Writing and research
Monumental Lies: Culture Wars and the Truth about the Past
Robert’s recent book Monumental Lies: Culture Wars and the Truth about the Past is proving a critical success. The book examines the politicisation of the historic environment and reminds us why material evidence matters so much. It has been a book of the year in the Financial Times, the Art Newspaper and elsewhere. Robert is undertaking a tour of US universities and the Getty this September. A paperback edition will follow.
“One of the most compelling progressive voices in the heritage world ... Using his nuanced knowledge of architectural history, he is attempting to unpick some of the myths and straight lies deployed when architecture is weaponised.”– Eddie Blake, Tribune
“From statues of slave traders to pictures of medieval town centres offered as evidence of "cultural superiority", architecture and public art are everywhere in a coarsened discourse. Robert Bevan...navigates the territory delicately and brilliantly”– Edwin Heathcote, Financial Times, Best Books of 2022
“This close reading of the city is a potent response to the culture wars because it deals in precisely the historical honesty that culture warriors have no stomach for.
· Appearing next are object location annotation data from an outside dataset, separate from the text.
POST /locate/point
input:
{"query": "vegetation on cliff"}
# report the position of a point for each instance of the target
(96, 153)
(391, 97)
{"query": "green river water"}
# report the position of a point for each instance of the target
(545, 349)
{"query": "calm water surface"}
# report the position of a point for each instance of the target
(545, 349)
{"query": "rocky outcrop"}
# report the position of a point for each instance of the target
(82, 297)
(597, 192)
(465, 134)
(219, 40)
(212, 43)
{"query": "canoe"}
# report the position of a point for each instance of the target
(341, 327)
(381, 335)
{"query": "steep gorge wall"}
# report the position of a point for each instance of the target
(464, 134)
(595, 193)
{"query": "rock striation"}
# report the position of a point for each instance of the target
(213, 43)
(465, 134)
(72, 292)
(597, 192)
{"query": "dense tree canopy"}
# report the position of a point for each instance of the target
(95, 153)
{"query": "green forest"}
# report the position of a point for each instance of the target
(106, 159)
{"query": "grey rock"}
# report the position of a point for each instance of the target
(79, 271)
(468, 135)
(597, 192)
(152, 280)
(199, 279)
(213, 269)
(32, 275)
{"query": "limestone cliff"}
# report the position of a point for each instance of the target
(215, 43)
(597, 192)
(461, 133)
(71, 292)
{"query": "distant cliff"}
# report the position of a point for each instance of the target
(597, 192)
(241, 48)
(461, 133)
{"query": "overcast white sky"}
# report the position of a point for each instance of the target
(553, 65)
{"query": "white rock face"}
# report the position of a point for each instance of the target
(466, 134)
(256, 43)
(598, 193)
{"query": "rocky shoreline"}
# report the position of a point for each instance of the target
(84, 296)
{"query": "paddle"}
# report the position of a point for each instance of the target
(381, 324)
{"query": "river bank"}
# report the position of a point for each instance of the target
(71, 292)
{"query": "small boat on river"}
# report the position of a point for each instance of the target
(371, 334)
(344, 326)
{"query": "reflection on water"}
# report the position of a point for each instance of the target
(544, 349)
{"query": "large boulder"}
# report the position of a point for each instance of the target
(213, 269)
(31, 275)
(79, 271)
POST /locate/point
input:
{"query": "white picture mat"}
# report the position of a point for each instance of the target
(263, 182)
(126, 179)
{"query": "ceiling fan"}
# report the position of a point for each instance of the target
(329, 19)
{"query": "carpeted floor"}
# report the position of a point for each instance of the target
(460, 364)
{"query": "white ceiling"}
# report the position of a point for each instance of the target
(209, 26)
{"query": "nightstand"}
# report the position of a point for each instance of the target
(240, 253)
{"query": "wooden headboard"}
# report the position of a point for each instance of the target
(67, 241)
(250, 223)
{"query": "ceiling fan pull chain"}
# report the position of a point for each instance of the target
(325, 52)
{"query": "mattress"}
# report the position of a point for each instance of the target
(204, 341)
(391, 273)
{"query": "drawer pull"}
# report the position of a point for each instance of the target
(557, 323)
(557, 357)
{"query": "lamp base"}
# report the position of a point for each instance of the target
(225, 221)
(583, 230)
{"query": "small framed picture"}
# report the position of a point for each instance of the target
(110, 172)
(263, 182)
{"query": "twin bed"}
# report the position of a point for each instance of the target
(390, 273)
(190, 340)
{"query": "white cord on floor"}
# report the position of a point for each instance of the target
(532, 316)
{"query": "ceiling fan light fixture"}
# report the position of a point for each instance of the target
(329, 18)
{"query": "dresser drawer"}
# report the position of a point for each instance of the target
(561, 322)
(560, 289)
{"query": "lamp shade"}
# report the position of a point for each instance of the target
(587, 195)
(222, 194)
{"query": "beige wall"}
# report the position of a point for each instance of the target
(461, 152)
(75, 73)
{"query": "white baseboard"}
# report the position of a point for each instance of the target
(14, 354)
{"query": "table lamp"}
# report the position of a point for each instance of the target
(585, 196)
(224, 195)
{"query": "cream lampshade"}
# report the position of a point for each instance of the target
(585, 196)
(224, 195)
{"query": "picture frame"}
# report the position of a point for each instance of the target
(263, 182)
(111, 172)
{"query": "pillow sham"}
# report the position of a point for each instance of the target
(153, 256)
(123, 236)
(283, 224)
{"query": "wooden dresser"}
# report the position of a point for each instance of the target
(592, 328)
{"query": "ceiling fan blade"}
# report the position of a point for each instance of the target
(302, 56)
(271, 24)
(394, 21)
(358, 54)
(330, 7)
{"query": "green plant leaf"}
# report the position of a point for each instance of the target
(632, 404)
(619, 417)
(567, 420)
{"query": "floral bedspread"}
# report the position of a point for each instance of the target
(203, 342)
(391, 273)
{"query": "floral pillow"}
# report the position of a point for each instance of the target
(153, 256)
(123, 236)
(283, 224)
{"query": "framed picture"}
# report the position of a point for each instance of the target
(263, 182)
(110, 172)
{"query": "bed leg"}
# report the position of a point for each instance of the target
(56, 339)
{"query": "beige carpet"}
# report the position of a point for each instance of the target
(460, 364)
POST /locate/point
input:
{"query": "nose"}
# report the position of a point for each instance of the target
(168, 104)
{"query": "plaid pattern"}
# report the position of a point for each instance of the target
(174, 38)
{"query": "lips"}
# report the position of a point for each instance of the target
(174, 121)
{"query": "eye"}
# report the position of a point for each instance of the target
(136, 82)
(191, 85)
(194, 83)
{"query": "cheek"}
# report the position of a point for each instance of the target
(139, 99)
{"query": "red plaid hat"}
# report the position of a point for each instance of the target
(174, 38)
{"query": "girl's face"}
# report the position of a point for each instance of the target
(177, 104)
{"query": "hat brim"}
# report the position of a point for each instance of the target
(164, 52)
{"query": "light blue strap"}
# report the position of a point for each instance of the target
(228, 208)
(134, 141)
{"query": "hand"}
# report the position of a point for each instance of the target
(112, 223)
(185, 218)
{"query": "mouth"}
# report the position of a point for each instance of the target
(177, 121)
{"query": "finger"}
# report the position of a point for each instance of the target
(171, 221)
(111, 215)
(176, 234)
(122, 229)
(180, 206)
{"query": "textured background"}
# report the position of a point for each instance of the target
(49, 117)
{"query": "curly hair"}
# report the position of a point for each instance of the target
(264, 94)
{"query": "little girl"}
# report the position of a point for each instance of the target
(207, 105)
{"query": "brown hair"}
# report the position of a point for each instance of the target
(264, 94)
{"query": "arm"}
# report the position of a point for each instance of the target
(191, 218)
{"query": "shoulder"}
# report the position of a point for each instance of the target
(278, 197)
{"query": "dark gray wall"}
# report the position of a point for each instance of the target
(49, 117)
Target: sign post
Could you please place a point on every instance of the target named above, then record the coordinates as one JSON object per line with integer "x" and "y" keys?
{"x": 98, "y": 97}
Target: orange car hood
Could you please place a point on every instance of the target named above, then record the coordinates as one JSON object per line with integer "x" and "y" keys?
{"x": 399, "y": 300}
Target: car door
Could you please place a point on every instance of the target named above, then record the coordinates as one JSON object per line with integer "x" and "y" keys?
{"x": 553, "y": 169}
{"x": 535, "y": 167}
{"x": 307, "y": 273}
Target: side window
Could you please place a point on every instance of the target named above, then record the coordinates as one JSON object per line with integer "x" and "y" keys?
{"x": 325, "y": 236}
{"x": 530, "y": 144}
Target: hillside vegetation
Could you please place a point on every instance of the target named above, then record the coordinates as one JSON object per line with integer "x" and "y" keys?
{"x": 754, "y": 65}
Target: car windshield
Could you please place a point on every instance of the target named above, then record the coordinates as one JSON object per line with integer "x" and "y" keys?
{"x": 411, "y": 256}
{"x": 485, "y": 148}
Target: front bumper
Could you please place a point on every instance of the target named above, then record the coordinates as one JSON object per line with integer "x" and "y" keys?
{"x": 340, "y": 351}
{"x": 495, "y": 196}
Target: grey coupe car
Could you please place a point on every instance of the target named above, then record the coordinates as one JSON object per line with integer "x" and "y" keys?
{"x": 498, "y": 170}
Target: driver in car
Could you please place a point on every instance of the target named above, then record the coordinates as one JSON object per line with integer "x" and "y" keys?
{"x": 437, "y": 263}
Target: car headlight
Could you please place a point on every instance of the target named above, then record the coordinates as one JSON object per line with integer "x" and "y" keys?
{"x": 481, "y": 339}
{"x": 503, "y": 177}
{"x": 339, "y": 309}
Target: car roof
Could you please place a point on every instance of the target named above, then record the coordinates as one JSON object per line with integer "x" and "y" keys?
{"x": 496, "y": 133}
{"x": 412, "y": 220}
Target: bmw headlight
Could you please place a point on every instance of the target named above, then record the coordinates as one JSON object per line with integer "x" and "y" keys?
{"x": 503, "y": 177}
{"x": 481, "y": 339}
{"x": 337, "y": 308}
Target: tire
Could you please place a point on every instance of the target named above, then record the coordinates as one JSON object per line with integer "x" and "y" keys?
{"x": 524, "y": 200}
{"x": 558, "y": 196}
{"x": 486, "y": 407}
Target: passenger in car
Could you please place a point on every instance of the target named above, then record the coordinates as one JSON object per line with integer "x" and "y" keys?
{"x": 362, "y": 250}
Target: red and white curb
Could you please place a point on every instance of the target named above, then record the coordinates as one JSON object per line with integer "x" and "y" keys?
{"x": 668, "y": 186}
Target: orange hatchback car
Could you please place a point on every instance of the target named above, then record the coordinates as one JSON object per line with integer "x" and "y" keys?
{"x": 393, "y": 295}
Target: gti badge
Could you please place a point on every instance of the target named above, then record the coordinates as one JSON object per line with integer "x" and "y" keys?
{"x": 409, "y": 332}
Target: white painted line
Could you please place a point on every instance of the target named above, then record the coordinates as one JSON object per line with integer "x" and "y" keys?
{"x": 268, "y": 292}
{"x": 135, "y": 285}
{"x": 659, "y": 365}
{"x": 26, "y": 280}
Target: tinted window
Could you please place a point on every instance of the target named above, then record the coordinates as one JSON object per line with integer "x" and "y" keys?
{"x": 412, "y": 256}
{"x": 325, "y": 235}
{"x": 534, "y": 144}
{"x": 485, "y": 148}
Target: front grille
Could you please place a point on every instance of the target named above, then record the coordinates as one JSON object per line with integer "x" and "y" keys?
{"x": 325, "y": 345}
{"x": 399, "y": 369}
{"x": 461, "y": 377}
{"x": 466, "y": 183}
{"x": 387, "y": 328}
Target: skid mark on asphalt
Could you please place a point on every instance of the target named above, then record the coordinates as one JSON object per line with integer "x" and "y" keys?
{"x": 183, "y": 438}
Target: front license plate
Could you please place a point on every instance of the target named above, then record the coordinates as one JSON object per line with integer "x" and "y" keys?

Righteous but always nuanced, Bevan is the perfect guide to the way urban iconography distorts history and entrenches power.”– Justin McGuirk, Senior Curator, Design Museum
Robert writes internationally about architecture, cities, heritage and cultural travel. He is the architecture critic for the London Evening Standard.
He has previously been editor of Building Design and the architecture critic for two other daily newspapers The Australian and the Australian Financial Review. He has written for design, art and travel magazines around the world as well as for national bodies such as Historic England.
"Passionate, original…he writes with powerful eloquence.”
Neil Ascherson – author
Robert is the author of essays and books including The Destruction of Memory: Architecture at War (2006/2015) and is a member of (ICOMOS), the body that advises UNESCO on world heritage. He has qualifications in architecture, planning, urban design and journalism, and experience in both news and features.
For Robert Bevan, it is all about having a strong sense of place; this is what connects his work as a writer, architectural historian and consultant. He can critique a city’s newest architecture, research its history, reveal its symbolic meaning or set out its appeal to today’s cultural traveller.
Among the many other titles Robert has written for are: Guardian, Times, Sunday Times, Observer magazine, Sydney Morning Herald, The Economist, Art Newspaper, Architectural Review, and Wallpaper*/Wallpaper* City Guides.